Mission Statement
Our funding:
The primary sources of funds are the McKay endowment proceeds for education and art acquisitions and our two main annual events: Homes for the Holidays in November and the Fine Art Auction in the spring.
Proceeds are applied to our volunteer program, art conservation, exhibition research, art acquisitions and educational program development.
Our history:
Kathleen and Donald McKay’s home at 197 Main Street was Kathleen’s ancestral home. She was a descendant of pioneer Philip Eckardt, who was a Berczy Settler in the late 1790s.
Also a member of another pioneering family, the Gormleys, Kathleen was born in Markham and met Donald while singing in the St. Phillips Church in Unionville. They married in 1927. When the McKays moved back to Unionville from Toronto in 1957, they restored the house, appreciating and maintaining its historical significance.

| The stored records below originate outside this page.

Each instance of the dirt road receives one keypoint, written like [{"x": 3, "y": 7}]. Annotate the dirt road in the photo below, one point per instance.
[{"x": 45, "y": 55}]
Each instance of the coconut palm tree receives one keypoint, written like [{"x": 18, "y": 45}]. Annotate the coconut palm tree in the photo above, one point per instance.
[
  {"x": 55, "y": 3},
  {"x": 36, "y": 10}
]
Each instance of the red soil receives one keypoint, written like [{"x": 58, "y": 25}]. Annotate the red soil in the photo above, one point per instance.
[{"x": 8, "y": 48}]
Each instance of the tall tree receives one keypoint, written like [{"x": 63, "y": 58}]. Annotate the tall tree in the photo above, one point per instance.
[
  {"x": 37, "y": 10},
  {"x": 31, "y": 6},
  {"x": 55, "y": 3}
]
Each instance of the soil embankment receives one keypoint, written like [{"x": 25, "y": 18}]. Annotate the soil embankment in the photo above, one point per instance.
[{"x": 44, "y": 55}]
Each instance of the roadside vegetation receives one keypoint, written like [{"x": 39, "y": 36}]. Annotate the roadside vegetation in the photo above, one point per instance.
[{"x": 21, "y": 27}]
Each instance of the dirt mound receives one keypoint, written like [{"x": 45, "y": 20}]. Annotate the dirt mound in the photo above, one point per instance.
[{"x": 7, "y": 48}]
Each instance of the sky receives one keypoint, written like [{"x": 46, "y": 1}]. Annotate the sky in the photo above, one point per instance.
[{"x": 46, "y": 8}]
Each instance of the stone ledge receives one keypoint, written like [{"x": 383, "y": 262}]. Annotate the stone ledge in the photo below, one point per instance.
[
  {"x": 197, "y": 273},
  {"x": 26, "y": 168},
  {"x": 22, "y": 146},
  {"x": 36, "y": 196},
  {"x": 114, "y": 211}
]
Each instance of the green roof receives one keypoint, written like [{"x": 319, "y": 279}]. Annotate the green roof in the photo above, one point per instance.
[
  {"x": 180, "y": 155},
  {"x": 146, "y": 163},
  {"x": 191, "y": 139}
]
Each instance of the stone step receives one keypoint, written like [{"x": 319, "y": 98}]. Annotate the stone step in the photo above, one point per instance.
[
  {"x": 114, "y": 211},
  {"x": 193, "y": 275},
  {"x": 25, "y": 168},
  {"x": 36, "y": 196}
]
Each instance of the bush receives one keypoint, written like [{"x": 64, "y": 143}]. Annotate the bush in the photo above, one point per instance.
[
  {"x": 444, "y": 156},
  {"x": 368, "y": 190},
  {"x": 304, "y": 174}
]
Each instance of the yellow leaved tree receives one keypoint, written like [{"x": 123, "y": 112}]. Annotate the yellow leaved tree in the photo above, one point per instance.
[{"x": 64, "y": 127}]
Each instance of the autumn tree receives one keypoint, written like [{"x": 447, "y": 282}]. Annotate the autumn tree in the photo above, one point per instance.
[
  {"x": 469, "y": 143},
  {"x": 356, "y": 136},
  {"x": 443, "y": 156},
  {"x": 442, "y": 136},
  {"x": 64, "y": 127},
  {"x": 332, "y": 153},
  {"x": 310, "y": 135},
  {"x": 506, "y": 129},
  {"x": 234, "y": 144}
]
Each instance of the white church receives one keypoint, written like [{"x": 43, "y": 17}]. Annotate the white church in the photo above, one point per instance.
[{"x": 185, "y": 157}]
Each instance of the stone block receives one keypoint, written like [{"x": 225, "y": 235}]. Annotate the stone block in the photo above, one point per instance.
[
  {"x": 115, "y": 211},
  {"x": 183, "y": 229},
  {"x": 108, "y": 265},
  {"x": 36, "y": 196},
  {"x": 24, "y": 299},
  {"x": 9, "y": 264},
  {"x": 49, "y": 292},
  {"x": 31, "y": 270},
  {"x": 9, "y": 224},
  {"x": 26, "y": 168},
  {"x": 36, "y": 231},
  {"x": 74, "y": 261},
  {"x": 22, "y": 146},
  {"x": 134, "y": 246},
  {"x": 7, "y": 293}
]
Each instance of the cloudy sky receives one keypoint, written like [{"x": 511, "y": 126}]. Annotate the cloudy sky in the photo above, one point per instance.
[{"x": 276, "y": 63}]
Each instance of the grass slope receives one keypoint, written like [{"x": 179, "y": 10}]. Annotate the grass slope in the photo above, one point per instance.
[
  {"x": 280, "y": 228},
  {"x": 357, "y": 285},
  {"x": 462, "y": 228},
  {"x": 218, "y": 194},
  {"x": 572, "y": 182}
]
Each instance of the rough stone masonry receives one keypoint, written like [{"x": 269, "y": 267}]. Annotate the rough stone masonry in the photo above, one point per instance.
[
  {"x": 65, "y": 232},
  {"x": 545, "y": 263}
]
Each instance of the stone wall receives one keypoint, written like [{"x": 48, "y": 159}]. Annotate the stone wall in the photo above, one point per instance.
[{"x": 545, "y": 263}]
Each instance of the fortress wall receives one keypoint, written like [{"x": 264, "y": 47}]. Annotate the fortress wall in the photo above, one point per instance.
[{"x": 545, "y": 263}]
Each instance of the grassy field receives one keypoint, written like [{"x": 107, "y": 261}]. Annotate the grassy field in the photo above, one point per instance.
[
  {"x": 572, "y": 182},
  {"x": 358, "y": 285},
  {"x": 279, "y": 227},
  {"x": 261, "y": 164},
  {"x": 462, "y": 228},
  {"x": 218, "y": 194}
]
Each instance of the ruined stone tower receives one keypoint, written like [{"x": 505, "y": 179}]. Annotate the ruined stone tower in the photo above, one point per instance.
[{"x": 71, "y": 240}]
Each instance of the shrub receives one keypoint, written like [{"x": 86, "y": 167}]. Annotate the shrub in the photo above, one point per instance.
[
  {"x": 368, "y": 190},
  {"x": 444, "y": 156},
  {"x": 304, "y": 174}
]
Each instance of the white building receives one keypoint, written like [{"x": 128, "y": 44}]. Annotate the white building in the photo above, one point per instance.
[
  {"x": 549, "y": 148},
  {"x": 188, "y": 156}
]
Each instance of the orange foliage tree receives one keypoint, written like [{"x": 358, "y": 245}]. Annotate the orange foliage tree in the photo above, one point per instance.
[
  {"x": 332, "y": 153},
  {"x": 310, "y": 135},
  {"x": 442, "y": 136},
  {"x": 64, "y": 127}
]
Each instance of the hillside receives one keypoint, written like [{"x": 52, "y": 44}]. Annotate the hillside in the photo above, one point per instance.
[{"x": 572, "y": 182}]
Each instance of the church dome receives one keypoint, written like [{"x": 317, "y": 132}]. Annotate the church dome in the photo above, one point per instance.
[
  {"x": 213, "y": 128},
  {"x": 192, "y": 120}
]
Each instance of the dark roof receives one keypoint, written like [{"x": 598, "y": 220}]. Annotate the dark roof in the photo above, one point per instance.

Fred Varley, whom the McKays had met in 1952, and who had lived with them in their Toronto home, moved in with them and the basement became his studio. He lived there for 12 years until his death in 1969 at the age of 88.
Now each year, hundreds of art students, children and adults, use that studio for art classes. And most are unaware that they are privileged to be working in the studio of Fred Varley – they don’t know that Varley built the fireplace that dominates the room, or that the furnishings and sink were also part of his working studio. Since 1991, the Kathleen McKay Art Centre in the Salem Eckardt House has also been used to host exhibitions of original artwork by regional artists.
Kathleen McKay left a founding art collection of 67 works including many Varley works, an archival collection and an endowment of $1.5 million. The McKay Will required that the residue of the Estate forming the endowment be used for art education, art conservation and acquisition.
In 1997, just three months after Kathleen’s passing, the Frederick Horsman Varley Art Gallery of Markham opened its doors. The 15,000 sq ft. gallery is a major regional gallery with a focus on Varley’s legacy in portraiture and Canadian art.